Reagan was an all-American hero. He represented a throwback to the 1950s, when everyone pretend that America was perfect and good. He ignored the AIDS crisis, fueled drugs into urban cities, illegally armed right-wing terrorists, and ensured the rich got richer. He was a bastard and the punks knew it. So they wrote angry songs about it and held protests and did what they could to make change.
Three of the most influential Bay Area Punk bands of that time were staunchly anti-Reagan.
The Dead Kennedys are one of the most iconic 1980s Bay Area punk bands. They were explicit in their leftist politics. Most of their songs have lyrics dealing with war, capitalism, society, imperialism, etc. Over time, the shocking nature of their very name has dulled, but in the 1980s, calling a band "Dead Kennedys" was enough to piss off most Americans.
DK quickly became the most well known Bay Area punk band. During their peak, they were more popular than other California bands such as Black Flag and Circle Jerks.
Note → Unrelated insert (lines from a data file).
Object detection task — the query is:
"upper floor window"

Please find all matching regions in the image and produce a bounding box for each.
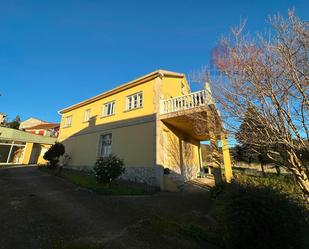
[98,133,112,157]
[102,101,115,116]
[84,109,91,122]
[63,115,72,127]
[181,82,186,95]
[126,92,143,110]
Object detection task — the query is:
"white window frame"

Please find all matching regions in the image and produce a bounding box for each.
[101,100,115,117]
[97,133,113,157]
[126,92,143,111]
[84,108,91,122]
[63,115,73,128]
[181,82,186,95]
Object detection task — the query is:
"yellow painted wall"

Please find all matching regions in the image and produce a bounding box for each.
[37,144,51,164]
[58,79,157,141]
[161,77,190,99]
[63,121,155,167]
[58,72,198,171]
[159,122,200,179]
[23,143,33,164]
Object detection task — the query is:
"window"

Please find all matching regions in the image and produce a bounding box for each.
[98,133,112,156]
[126,92,143,110]
[63,115,72,127]
[84,109,91,122]
[102,101,115,116]
[181,82,186,95]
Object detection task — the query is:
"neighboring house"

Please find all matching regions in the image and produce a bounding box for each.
[0,112,7,125]
[24,123,60,137]
[19,118,48,130]
[58,70,232,189]
[0,127,56,165]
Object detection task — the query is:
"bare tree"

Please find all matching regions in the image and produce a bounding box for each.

They put out one of the first punk rock compilation albums, and mocked Reagan in the title. Jellybeans were Reagan's favorite candy. The compilation was named "Let Them Eat Jellybeans". The album cover featured the creepy smiling face of Reagan.
If there was a single band that united the punks against Reagan more than any other it was The Dead Kennedys. During the 80s they put out numerous anti-Reagan songs, including "Moral Majority", "We've Got a Bigger Problem Now", "Bleed for Me", and "Dear Abby".
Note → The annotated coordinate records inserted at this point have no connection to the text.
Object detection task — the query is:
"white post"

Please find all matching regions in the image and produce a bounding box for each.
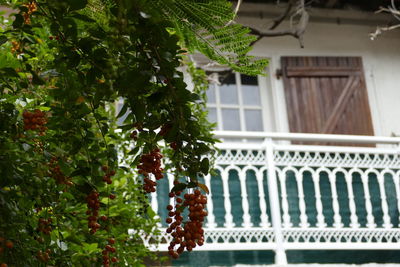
[361,172,376,228]
[265,138,287,265]
[392,171,400,227]
[295,172,310,228]
[256,170,271,228]
[279,171,293,228]
[221,169,234,228]
[204,174,217,228]
[328,172,343,228]
[376,173,393,228]
[345,172,360,228]
[312,171,326,228]
[238,170,253,228]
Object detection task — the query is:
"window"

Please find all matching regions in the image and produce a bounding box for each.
[207,72,265,131]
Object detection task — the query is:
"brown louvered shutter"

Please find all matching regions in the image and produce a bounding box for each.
[281,57,374,144]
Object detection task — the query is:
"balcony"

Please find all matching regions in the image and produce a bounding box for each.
[139,132,400,264]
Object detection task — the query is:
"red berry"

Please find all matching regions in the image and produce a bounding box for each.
[6,240,14,248]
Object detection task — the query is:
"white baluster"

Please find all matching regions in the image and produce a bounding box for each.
[265,138,287,266]
[150,181,161,227]
[167,174,175,206]
[345,172,360,228]
[238,170,253,228]
[295,172,310,228]
[377,172,393,228]
[256,170,271,227]
[393,171,400,226]
[312,171,326,228]
[204,174,217,228]
[276,171,293,228]
[361,172,376,228]
[221,169,234,228]
[328,172,343,228]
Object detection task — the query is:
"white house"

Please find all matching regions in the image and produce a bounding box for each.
[146,1,400,266]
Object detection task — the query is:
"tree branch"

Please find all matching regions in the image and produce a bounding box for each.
[369,3,400,40]
[249,0,309,48]
[269,0,294,30]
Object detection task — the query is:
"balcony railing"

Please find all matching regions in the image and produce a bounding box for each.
[138,132,400,264]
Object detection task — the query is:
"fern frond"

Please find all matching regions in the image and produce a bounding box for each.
[151,0,267,75]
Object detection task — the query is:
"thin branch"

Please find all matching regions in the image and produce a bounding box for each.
[249,0,309,48]
[225,0,243,26]
[369,24,400,40]
[369,3,400,40]
[269,0,294,30]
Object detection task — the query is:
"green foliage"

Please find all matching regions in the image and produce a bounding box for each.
[150,0,267,75]
[0,0,265,266]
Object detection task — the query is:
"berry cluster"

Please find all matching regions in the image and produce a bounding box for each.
[101,165,115,184]
[86,191,100,234]
[23,2,37,24]
[49,35,60,41]
[101,238,118,267]
[11,41,21,54]
[130,131,137,141]
[137,148,164,193]
[166,190,207,259]
[49,157,73,185]
[0,239,14,267]
[0,236,14,255]
[36,218,52,235]
[36,249,51,262]
[22,109,47,136]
Though they formed in Texas, MDC moved to San Francisco in the 1980s. Their name stood for "Millions of Dead Cops", but they went by MDC as venues refused to book a band with such an offensive name.
MDC brought a much larger political view to the punk scene. While some bands focused on generic anti-Reagan songs, MDC criticized all of capitalist society. Some bands keep their lyrics purposefully vague to allow the listener to form their own interpretation. MDC did the opposite. They explicitly explained what they were singing about about why it was fucked. Take their most famous song "John Wayne Was A Nazi". There's no chance of anyone misinterpreting that song.
Not only were they anti-government, they were explicitly vegetarian, anti-corporate and anti-capitalist. They went well past liberal politics and were full on radicals.
MDC went on to cross the country as part of the "Rock Against Reagan" tour. Their 1987 album "This Blood's for You" is a criticism of all that is Reagan America.
Crucifix were one of the original San Francisco peace punk bands. Peace punk was a kind of reaction against the violent hardcore scene that was prevalent at the time. Peace punks were not interested in going to shows to violently slam dance and beat each other up. They were a pacifist crowd that wanted to be able to enjoy the music without getting hurt or hurting others. They were proponents of vegetarianism, pacifism and anarchism.
Crucifix were another band on the "Rock Against Reagan" tour. They were influenced by British bands like Crass, and had a different aesthetic than many of the hardcore bands at the time. Though the band broke up well before Reagan left office, their songs influenced the Bay Area political punk scene and well beyond. They inspired many anarchy-punk bands to form and oppose Reagan's rule. Dehumanization is their most well known record.
There were of course numerous other anti-Reagan punk bands in the Bay Area during his eight year reign as president. These three are probably the most influential and explicitly political bands of the time.